When you consider the kennel of cinematic dogs known as video game adaptations, it’s easy to mark Silent Hill as the best of the lot. The source material is more than enough to inspire a feature film, especially when you consider how quickly the horror genre is leaning away from PG-13 fare and into the darker realms of the R rating. And for the most part director Christophe Gans does an effective job of pulling us into a world of disturbance and danger, taking many of the iconic images and situations from the game and presenting them in all of their nightmarish glory. However, a number of pesky plot holes manage to undercut these truly frightening moments, making me wish writer Roger Avary’s script could have seen another draft.
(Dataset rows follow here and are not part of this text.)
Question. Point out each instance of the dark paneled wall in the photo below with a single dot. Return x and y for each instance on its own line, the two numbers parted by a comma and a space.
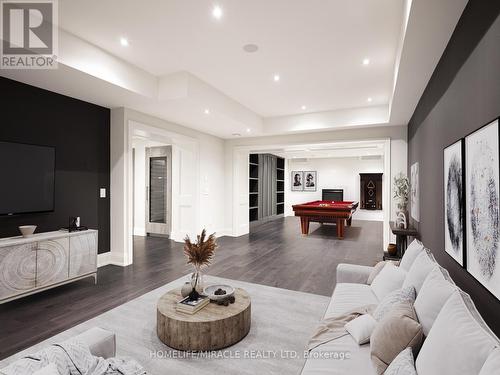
462, 95
80, 133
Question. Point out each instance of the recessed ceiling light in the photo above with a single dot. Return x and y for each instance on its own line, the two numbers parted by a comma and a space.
217, 12
250, 48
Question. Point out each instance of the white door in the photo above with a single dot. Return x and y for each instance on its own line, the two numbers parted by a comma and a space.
158, 190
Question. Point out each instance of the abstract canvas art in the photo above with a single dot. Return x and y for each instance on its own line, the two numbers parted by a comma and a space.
414, 193
454, 202
482, 206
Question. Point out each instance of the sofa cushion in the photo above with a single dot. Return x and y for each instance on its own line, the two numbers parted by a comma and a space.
50, 369
375, 271
435, 291
351, 358
492, 364
459, 341
403, 364
361, 328
347, 297
411, 253
393, 298
388, 280
419, 270
399, 330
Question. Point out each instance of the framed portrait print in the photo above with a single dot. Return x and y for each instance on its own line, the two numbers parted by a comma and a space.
454, 201
414, 193
297, 181
310, 180
482, 206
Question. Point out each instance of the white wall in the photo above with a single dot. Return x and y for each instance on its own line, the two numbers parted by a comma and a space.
236, 204
332, 173
197, 174
139, 188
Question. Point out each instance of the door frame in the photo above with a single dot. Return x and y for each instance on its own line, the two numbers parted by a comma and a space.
167, 152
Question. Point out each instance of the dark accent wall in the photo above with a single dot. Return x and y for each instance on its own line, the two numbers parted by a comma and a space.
462, 95
80, 132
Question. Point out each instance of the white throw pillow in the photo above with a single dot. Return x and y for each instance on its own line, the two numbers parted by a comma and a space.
403, 364
433, 295
459, 341
411, 253
492, 364
388, 280
50, 369
393, 298
361, 328
419, 270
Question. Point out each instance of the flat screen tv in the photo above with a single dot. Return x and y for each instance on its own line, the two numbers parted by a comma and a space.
28, 178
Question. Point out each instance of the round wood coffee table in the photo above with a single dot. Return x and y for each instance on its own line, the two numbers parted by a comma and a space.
213, 327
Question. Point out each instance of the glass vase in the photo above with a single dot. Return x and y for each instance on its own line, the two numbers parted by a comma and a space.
197, 281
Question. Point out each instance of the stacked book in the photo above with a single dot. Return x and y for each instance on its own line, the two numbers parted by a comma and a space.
190, 307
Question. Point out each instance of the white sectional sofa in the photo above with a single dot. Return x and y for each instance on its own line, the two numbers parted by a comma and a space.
456, 339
Our story involves what has become a standard convention, that being the spooky-eyed child who creates bizarre works of art and breaks out into fortuitous spasms. The one in today’s feature is Sharon, who after almost walking off the edge of a cliff not twenty feet from her house utters the phrase, “Silent Hill.” Sharon’s mother, Rose, has heard this all too often, and so decides to steal her away from dear ol’ Dad and take her on a road trip to a town with the same name. An awful idea, to be sure, but Rose is convinced a quick tour of the community will help cure Sharon’s mysterious behavior. Naturally, Silent Hill turns out to be a hotbed of hellish activity, and Sharon is immediately lost in the fray. Now, teamed up with a suspicious lady cop named Cybil, Rose must discover the secrets of this hamlet if she ever hopes to see her daughter again.
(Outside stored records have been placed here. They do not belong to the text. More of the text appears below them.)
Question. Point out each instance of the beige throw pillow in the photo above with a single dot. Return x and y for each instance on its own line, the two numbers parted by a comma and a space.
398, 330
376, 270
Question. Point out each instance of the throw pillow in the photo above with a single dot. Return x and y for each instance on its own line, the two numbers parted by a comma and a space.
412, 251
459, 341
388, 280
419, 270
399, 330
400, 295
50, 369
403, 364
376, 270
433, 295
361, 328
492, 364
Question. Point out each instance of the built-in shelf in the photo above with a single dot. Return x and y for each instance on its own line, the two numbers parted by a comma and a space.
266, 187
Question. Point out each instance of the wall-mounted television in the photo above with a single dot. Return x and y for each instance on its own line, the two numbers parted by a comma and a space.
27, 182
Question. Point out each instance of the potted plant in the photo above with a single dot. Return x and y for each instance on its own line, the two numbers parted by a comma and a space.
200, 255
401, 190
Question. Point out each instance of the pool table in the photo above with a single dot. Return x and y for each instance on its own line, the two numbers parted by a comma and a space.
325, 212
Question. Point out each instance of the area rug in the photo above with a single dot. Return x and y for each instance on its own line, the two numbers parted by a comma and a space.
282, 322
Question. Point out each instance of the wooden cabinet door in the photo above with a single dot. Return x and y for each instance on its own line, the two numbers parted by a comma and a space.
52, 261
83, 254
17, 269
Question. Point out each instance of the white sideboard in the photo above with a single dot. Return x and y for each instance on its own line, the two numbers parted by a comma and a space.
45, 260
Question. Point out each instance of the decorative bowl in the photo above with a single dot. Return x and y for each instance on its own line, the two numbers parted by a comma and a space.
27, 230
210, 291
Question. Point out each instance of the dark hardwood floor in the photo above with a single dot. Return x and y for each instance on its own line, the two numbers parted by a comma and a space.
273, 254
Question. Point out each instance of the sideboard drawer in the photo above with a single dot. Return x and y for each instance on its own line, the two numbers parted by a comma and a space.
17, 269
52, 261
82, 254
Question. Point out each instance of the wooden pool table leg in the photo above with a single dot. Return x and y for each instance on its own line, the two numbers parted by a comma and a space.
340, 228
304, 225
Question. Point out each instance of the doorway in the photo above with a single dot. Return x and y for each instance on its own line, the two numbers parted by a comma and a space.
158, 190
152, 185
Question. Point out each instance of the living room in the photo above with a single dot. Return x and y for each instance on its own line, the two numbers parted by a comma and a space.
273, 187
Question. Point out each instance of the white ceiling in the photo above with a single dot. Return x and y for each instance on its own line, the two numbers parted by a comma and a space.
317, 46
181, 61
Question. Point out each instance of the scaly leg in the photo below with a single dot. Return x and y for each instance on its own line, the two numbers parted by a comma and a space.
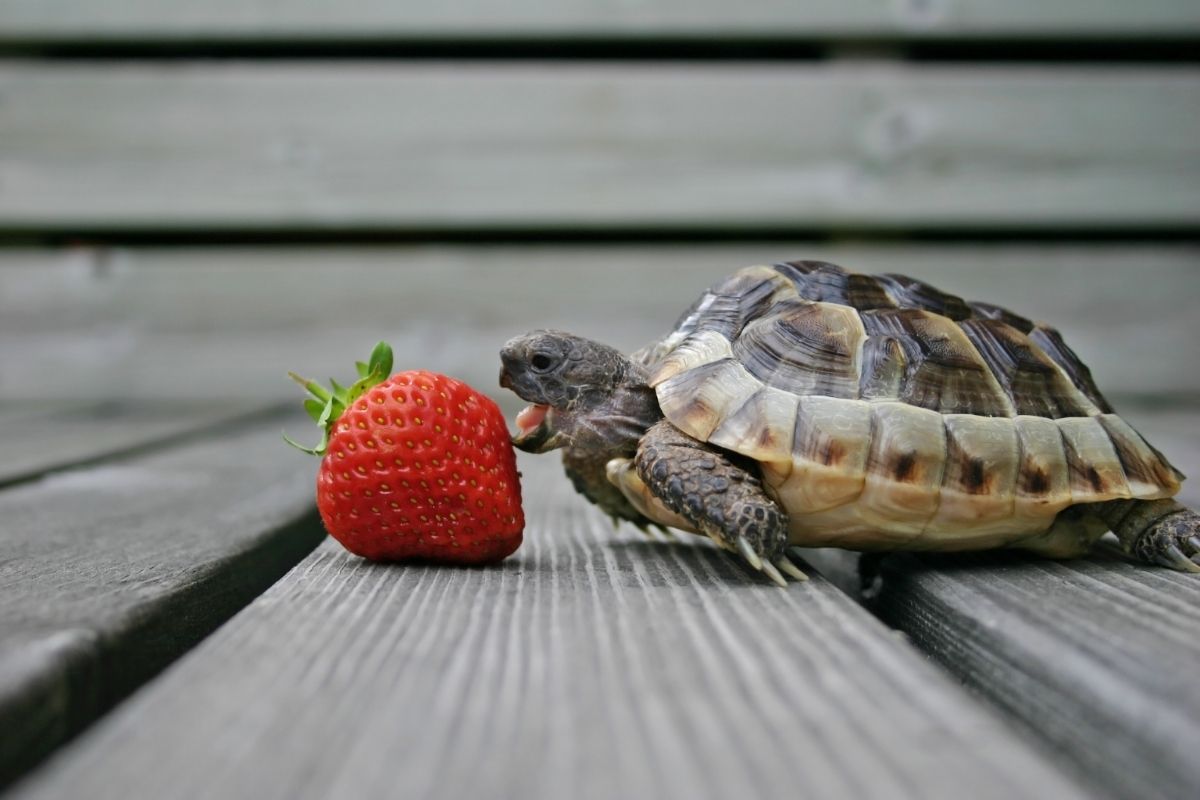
1156, 531
718, 493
What I really appreciated while watching Silent Hill was its utter refusal to indulge in the jump scare tactic. Not once blaring music on the soundtrack cue something to leap in front of the camera, and the audience is never led down a path of fright only to be faked out and shown an innocent cat plunging into a pile of clattering trash cans. All of these are silly tactics, and Hill doesn’t have time for them. It’s too busy giving us the really juicy stuff, from fleshy, walking torsos spouting acidic blood to corrosive, lava-mouthed toddlers swarming on our hero. It only gets stranger as the movie continues, almost to the point of sheer parody, but for a while it actually manages to give horror fans something new.
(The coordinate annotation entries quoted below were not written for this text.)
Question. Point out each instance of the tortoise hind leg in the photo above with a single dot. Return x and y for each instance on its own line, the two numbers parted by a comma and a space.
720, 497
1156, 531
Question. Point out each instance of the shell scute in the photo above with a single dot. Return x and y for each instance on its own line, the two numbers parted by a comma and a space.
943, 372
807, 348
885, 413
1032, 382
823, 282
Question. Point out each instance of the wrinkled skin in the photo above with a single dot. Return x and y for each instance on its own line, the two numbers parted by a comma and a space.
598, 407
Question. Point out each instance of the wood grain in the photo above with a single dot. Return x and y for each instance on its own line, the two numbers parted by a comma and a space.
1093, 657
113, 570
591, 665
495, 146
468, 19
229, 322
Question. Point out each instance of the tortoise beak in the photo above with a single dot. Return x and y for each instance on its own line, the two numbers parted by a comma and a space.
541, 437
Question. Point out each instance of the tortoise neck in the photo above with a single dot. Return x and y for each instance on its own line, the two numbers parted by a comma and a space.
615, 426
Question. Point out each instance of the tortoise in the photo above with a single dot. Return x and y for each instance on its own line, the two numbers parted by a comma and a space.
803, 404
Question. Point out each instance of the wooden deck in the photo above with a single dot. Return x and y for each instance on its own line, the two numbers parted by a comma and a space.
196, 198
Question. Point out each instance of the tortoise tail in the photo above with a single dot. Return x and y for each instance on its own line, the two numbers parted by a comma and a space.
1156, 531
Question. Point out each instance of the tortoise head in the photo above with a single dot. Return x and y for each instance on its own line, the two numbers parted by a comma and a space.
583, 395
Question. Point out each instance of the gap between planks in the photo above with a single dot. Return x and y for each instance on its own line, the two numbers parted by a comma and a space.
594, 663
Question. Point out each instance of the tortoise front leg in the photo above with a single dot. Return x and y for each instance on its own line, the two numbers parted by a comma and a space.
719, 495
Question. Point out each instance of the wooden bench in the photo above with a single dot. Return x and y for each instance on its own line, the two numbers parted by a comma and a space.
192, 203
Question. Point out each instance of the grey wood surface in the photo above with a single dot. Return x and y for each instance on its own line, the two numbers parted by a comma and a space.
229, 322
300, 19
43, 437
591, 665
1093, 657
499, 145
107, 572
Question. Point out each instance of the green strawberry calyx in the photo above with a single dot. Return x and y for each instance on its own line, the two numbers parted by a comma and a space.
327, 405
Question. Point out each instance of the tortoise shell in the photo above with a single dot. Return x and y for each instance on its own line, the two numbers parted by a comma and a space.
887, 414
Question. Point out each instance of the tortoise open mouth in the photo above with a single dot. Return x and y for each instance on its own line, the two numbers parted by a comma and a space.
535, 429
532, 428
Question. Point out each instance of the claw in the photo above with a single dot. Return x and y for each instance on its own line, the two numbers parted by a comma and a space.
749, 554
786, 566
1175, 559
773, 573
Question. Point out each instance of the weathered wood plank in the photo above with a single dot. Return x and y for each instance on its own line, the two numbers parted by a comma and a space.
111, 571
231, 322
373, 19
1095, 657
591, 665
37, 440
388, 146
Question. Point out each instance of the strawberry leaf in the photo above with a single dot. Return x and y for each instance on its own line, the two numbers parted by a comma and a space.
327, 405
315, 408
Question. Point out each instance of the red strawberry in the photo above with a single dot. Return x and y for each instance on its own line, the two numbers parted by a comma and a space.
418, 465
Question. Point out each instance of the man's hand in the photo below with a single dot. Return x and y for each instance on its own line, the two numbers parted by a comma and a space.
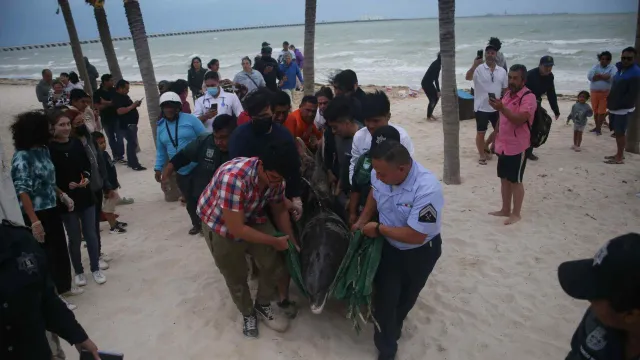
370, 229
281, 243
38, 231
496, 104
89, 346
296, 208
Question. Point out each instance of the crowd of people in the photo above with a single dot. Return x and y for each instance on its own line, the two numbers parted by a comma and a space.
237, 162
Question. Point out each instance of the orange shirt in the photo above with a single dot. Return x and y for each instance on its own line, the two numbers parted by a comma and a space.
298, 128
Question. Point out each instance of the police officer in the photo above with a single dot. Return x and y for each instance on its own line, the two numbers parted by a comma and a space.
409, 202
29, 305
610, 281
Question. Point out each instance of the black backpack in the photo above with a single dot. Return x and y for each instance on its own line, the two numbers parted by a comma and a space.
541, 124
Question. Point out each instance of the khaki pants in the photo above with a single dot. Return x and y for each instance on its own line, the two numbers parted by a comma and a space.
229, 256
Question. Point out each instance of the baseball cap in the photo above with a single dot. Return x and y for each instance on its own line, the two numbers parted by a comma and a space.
546, 60
383, 134
612, 270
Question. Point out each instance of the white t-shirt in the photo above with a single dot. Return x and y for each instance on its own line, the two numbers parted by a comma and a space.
362, 143
228, 103
484, 82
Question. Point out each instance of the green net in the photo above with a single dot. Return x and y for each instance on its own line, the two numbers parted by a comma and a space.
354, 281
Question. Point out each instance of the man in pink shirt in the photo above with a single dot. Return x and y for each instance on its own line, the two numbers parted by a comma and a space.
517, 108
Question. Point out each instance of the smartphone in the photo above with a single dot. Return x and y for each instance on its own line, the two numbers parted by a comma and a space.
85, 355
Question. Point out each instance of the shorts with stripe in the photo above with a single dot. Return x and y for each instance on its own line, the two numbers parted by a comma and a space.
511, 167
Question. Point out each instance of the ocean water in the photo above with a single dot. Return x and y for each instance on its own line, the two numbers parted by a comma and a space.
381, 53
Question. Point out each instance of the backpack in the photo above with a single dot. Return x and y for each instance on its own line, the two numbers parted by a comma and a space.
541, 125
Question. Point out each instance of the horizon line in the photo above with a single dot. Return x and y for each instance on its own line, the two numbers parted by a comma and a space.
190, 32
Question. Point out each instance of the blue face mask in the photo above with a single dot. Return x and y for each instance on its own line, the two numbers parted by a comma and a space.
213, 91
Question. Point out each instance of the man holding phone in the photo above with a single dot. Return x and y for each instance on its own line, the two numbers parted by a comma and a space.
489, 82
127, 111
215, 101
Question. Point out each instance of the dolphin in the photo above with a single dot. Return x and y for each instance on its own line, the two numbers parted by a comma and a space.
324, 236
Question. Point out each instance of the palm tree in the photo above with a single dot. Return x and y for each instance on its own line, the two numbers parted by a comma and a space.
450, 118
75, 44
141, 46
633, 134
309, 46
105, 38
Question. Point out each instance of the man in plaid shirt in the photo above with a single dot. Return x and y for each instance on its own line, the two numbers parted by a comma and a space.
232, 207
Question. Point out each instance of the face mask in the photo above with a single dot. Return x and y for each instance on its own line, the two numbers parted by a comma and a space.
213, 91
261, 125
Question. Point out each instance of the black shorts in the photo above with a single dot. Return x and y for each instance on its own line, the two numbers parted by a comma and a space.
484, 118
511, 167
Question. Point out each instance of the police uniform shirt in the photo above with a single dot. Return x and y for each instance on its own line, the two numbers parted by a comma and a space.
416, 203
593, 341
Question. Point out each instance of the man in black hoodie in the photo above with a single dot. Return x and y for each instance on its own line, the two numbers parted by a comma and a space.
540, 82
269, 68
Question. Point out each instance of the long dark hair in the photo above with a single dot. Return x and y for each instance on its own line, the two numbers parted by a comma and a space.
193, 69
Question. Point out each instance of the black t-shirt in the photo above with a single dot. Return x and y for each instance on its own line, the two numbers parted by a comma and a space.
108, 113
120, 101
593, 341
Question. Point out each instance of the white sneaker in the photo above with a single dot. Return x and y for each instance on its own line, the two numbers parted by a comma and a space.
74, 291
103, 265
80, 280
99, 277
70, 306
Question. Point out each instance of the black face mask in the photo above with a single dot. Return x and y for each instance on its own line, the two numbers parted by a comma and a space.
82, 130
261, 125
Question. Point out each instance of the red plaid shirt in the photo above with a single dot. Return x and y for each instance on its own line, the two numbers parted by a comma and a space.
234, 186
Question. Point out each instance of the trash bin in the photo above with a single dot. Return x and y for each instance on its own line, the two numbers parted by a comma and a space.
465, 105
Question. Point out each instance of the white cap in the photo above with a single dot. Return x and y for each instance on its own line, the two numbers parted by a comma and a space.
170, 97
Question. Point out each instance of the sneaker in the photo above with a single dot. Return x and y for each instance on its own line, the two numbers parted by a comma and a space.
80, 280
99, 277
105, 257
74, 291
103, 265
289, 308
250, 326
274, 321
117, 230
70, 306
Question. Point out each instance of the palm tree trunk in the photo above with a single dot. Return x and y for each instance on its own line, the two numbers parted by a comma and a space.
75, 45
107, 43
633, 133
141, 46
450, 118
309, 46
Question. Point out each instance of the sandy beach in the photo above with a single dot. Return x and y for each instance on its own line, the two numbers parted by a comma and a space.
494, 293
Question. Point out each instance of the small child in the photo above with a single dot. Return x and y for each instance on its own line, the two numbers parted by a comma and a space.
579, 114
111, 197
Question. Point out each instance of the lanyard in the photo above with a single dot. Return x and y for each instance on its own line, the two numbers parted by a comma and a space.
174, 143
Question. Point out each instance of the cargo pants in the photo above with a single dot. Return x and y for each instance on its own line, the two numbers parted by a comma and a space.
229, 256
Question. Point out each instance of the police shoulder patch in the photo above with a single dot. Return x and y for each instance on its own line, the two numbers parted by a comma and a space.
428, 214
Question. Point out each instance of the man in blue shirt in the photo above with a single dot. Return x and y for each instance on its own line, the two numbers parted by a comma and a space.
175, 131
610, 329
409, 202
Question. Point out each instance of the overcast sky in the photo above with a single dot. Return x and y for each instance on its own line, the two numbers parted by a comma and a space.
35, 21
Problems arise when you realize the film’s pace and structure is exactly like that of a video game. Scenes play out like levels, with Rose finding nonsensical clues in random locations while every now and then going up against strange creatures, and the climax actually plays out like the final showdown of a Playstation entry. Also, while there may not be any jump scares, there sure is a lot of footage of people wandering around while shouting the names of the ones they love. “Sharon! Sharon! SHARON!” You get the idea. Finally, if you do end up watching Silent Hill for whatever reason, don’t expect the ending to make any sense whatsoever. There’s really no way to account for what happens, and it’ll leave you with nothing short of a dull headache.
Fans of the Silent Hill games will undoubtedly get a kick out of seeing their series brought to life, and as I said before, its fantastic sense of cinematography makes it the best looking and most captivating digital adaptation to date. But for some reason the world of Hollywood still has a hard time penning good stories for these projects, which leads me to wonder if the genre will ever really take off. Dull, uninteresting pieces of dreck like Doom and Uwe Boll’s latest exercises in tedium are still being released every year, so this kid isn’t holding out a lot of hope.